I take a cooperative and strength-based approach to couples work, focused on mutual understanding, diffusion of blame and finding positive outcomes. I particularly incorporate personality and emotion-based perspectives into therapy. After our joint first session, I will meet with you individually to identify personal perspectives and goals before our next session together. With this perspective, we can identify sources of conflict, misunderstandings and the emotional base for relationship issues. We will also discuss the different therapeutic approaches we can use and chose a direction and process:

  • Creating a ‘safe’ environment for disclosure of vulnerabilities.
  • Facilitating calm, thoughtful and reflective communication to ensure everyone understands what is being said and meant.
    • Identifying the format and process of your interactive cycles of conflict and responses to stress as a target for behavioral change.
    • Restructuring power dynamics and boundaries.
  • Identifying specific problems and developing practical solutions.
  • Finding commonality when faced with different styles to address shared problems:
    • o Parenting styles
    • o Child discipline
    • o Budgeting
    • o Leisure
  • Developing empathy and the emotional understanding of each other.
    • Creating communication and resolution for couples who have ‘given up on each other’.
    • Using personality strengths and adaptation.
    • Where necessary, developing positive paths forward to separation.

Two people, Together

A couple without others involved can find themselves in conflict to levels of distress that renders the relationship unpleasant or even jeopardize remaining together. This dispute may be an isolated issue or a broader concern. Often, the conflict has existed for quite some time and has now become intolerably magnified and confounded.  Attempts at resolution have failed, and the situation has worsened. Therapy is a positive way to unravel and resolve these issues, and develop new skills to prevent problems from developing in the future.

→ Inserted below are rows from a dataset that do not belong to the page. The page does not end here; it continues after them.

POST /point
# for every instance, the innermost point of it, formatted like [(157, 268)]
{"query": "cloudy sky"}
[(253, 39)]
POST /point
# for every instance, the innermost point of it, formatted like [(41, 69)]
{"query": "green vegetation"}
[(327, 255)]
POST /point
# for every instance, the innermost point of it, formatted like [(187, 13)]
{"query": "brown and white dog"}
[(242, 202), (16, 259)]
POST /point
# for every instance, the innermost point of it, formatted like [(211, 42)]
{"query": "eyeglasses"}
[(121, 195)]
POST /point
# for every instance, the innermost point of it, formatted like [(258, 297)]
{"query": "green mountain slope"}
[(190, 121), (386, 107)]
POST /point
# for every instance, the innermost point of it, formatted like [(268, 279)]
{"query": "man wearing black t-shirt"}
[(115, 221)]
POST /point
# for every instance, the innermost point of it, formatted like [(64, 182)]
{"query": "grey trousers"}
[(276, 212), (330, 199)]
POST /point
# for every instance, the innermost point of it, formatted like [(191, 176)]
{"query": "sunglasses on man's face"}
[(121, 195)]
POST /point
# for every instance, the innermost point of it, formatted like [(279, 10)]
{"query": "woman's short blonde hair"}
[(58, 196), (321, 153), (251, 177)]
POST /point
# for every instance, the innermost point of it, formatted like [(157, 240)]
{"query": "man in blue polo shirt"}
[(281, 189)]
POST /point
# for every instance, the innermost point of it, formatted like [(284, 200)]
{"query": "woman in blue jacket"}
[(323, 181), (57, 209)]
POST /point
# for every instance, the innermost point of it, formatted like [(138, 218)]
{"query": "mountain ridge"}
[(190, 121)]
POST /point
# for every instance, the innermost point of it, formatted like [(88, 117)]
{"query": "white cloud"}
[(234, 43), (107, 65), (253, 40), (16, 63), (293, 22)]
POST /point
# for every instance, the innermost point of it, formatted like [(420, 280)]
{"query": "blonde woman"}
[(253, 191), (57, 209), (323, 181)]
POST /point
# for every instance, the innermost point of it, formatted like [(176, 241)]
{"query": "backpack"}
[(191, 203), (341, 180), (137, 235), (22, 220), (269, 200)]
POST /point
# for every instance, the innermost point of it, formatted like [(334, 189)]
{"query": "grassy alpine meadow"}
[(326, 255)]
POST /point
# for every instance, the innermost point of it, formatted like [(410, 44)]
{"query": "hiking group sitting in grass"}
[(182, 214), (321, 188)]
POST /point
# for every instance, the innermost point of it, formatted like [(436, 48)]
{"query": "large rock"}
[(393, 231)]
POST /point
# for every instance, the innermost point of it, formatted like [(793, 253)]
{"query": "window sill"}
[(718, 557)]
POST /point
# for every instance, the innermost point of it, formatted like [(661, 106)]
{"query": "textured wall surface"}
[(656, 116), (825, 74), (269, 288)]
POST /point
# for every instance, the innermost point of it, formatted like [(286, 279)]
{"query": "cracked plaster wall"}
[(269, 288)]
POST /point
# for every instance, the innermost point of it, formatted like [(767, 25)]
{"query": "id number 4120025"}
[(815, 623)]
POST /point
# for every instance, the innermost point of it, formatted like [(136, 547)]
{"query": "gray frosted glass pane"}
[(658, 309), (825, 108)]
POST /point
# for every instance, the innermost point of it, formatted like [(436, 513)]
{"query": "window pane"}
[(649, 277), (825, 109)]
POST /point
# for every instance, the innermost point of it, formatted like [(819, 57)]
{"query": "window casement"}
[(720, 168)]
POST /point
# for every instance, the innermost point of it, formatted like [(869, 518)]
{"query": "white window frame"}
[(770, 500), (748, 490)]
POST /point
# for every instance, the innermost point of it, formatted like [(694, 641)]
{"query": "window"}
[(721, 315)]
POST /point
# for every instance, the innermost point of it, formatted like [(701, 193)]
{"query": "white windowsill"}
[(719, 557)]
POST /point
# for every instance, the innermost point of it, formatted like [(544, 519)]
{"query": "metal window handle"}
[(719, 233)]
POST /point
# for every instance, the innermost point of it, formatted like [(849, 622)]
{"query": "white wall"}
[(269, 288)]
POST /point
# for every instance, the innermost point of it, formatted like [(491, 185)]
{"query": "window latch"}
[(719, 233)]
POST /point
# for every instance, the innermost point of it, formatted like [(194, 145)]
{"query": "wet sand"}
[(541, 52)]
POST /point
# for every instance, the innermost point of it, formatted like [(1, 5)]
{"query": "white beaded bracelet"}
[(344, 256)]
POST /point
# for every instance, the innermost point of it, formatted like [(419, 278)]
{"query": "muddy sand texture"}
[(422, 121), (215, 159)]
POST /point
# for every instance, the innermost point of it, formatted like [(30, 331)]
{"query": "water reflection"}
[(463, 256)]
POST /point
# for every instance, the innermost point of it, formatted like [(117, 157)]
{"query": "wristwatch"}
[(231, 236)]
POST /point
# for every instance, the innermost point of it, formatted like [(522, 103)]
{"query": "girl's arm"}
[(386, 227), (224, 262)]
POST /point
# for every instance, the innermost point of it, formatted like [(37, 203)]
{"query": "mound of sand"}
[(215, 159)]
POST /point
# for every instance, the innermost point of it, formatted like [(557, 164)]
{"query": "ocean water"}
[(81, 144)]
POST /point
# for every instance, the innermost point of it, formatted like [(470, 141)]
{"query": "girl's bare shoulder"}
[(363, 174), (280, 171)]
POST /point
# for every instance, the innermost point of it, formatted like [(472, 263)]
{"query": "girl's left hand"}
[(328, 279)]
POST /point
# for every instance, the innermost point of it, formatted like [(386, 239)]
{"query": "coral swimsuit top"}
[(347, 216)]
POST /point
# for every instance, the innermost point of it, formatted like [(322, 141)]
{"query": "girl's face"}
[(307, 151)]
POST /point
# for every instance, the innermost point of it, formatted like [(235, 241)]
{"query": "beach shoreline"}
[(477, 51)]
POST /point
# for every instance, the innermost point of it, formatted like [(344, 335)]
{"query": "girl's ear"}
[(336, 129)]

Links to Family, Children and Adolescent Problems

Problems can develop between parents as a couples. The hard truth is that many children’s and adolescent’s problems are linked to conflicts between parents. Research demonstrates that include oppositional-defiant behaviors, disrespectful attitudes, truancy, school performance deficits, mood disorders, substance abuse, promiscuity, self-harm and eating disorders – all associated with subsequent problems as adults. Our children our very observant – your conflicts are readily evident to them. But because of their maturity, verbal expression skills and coping skills adolescents and children ‘act-out’, rather than express them appropriately. Consequently, kids become ‘pathologized’ and little progress in their therapy reflects the persistence of parental conflicts. So, sometimes the treatment of children and adolescents involves work on parents’ relationship. I’d like to help.

Links to Individual Therapy

Occasionally, couples sessions are initiated as a result of problems identified in adult individual sessions. My approach in subsequent couples sessions is to remind both parties that I am ‘biased’ or at least ‘influenced’ by the individual relationship, and that for more extensive couples therapy, it might be more appropriate to refer to a neutral and independent therapist.